2) Most areas make it difficult for a bio parent to relinquish their parental rights. Usually its allowed only to clear the way for adoption of the child.
3) Relinquishment of rights refers only to the right to have a say in how a child is raised.
4) Relinquishment of parental rights may or may not affect parental responsibility depending on local laws. The parent can still be held responsible for child support or it will be even harder to get a Termination of Parental Rights. A TPR is NOT going to be granted just to let the parent off the hook for support.
5) The only thing that allows ending responsibility is if the child is adopted, in which case the adoptive parents assume that responsibility.
Those are the facts and apply to almost all circumstances in almost all areas. There are several threads here that discuss this issue in greater depth. I would suggest reading them before posting a question.
On a personal note, I do not recommend relinquishing rights unless its to clear the way for adoption. A child deserves to know his parents, not matter how bad the person may have been. People can change.
This was posted by one of our experts --
[The father] will be able to request a paternity test that may or may not be paid by the court. If he is determined to be the father, he will be required to pay support. He will get joint legal custody and visitation, but its unlikely he will get joint physical custody.
And
If he IS the father, then he CAN get visitation rights and probably at least partial custody.
shawnsdad
Mar 7, 2011, 05:10 PM
Thanks for that info wondergirl.. She's not forcing me to termanted my rights, its something that I have thought about for the last 2 yrs. I have no phone number for her or address for her either.
Wondergirl
Mar 7, 2011, 05:13 PM
Thanks for that info wondergirl.. Shes not forcing me to termanted my rights, its something that i have thought about for the last 2 yrs. i have no phone number for her or address for her either.

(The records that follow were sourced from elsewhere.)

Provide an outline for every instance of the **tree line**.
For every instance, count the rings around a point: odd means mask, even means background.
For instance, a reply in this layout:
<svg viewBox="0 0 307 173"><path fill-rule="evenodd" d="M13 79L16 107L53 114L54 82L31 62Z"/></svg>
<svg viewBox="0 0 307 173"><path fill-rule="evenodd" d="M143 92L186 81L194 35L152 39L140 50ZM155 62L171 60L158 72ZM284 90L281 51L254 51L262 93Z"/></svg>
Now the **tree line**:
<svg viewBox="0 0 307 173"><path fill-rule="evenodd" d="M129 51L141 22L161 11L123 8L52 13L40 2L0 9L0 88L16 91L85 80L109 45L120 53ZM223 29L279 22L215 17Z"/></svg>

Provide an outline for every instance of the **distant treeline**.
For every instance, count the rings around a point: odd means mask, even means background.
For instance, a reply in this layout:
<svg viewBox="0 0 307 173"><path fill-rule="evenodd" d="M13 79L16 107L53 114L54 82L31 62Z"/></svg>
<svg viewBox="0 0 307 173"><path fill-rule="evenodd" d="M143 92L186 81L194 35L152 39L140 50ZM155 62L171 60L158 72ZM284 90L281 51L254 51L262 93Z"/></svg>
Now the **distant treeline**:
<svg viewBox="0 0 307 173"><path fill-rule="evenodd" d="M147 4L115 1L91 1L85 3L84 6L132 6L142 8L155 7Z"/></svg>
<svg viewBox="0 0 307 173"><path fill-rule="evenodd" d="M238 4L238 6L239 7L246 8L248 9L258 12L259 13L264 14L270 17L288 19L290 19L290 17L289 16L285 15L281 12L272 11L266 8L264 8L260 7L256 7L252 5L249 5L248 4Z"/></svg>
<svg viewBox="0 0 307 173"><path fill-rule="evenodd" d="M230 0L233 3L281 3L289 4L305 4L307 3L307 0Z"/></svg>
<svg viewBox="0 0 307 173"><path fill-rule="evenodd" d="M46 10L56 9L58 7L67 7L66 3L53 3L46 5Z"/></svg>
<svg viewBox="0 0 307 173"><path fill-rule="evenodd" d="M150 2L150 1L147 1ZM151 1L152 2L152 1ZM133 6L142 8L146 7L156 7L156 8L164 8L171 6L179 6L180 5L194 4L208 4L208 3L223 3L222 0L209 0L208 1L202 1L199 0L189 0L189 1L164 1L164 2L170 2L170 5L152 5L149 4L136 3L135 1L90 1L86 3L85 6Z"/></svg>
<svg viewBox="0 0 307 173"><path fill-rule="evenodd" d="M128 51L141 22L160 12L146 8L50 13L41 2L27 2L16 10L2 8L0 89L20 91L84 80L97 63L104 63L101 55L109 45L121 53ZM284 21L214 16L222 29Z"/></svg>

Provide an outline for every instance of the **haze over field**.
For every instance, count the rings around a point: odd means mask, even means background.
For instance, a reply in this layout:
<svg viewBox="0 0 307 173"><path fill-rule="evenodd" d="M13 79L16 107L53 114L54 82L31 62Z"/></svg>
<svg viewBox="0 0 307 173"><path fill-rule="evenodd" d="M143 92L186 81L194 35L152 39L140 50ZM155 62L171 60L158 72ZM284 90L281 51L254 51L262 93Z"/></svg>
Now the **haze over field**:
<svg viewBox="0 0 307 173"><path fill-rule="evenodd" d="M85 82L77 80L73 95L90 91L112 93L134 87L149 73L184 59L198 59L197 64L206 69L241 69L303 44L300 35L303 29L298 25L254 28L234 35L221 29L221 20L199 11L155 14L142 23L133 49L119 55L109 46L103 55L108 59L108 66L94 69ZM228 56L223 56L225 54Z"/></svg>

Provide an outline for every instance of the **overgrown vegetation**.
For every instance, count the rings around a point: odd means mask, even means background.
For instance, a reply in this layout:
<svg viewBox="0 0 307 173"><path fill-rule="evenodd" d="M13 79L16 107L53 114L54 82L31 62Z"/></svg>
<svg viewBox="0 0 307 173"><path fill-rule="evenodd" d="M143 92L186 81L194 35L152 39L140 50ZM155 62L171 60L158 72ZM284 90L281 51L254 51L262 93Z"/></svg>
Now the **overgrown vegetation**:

Well, you can't terminate your rights.
Where do you send a child support check?
Do you know for sure this is really your baby?
Synnen
Mar 7, 2011, 05:16 PM
1. Get a lawyer
2. Go to court and file for visitation
3. If she fails to hand over the child after a court-ordered visitation, she is in contempt of court and you could possibly take the child away from HER.
You don't get to sign over your parental rights. Get over that idea right now. You had sex with the woman, a child is the consequence of sex, now you get to support your child.
If you want to exercise your parental rights, go to court to get them enforced.
kcomissiong
Jun 13, 2011, 08:53 AM
In Virginia, if he is paying child support, then he has been determined to be the legal father, either through a paternity acknowledgment or genetic testing. The OP is not stating this despite repeated requests, but that is the case. Why did family court not grant you any visitation? If they did, then you certainly have recourse is she is violating the order.
Why do you think that we have a better answer for you than a VIRGINIA FAMILY COURT JUDGE?! You cannot terminate your rights unless her husband is willing to adopt. End of story. Do you think your child stops eating when you don't see him/her? Do you think that they don't need a roof to sleep under just because you aren't under it too? Bottom line is this: you child is entitled to your support, regardless of your visitation, or your opinion of his/her mother's treatment of you. And, it sounds like you have not taken any steps to protect your rights because you would rather sign them away. She doesn't have to do anything until a court says differently, and you never bothering to petition the court for a change is your problem, not her.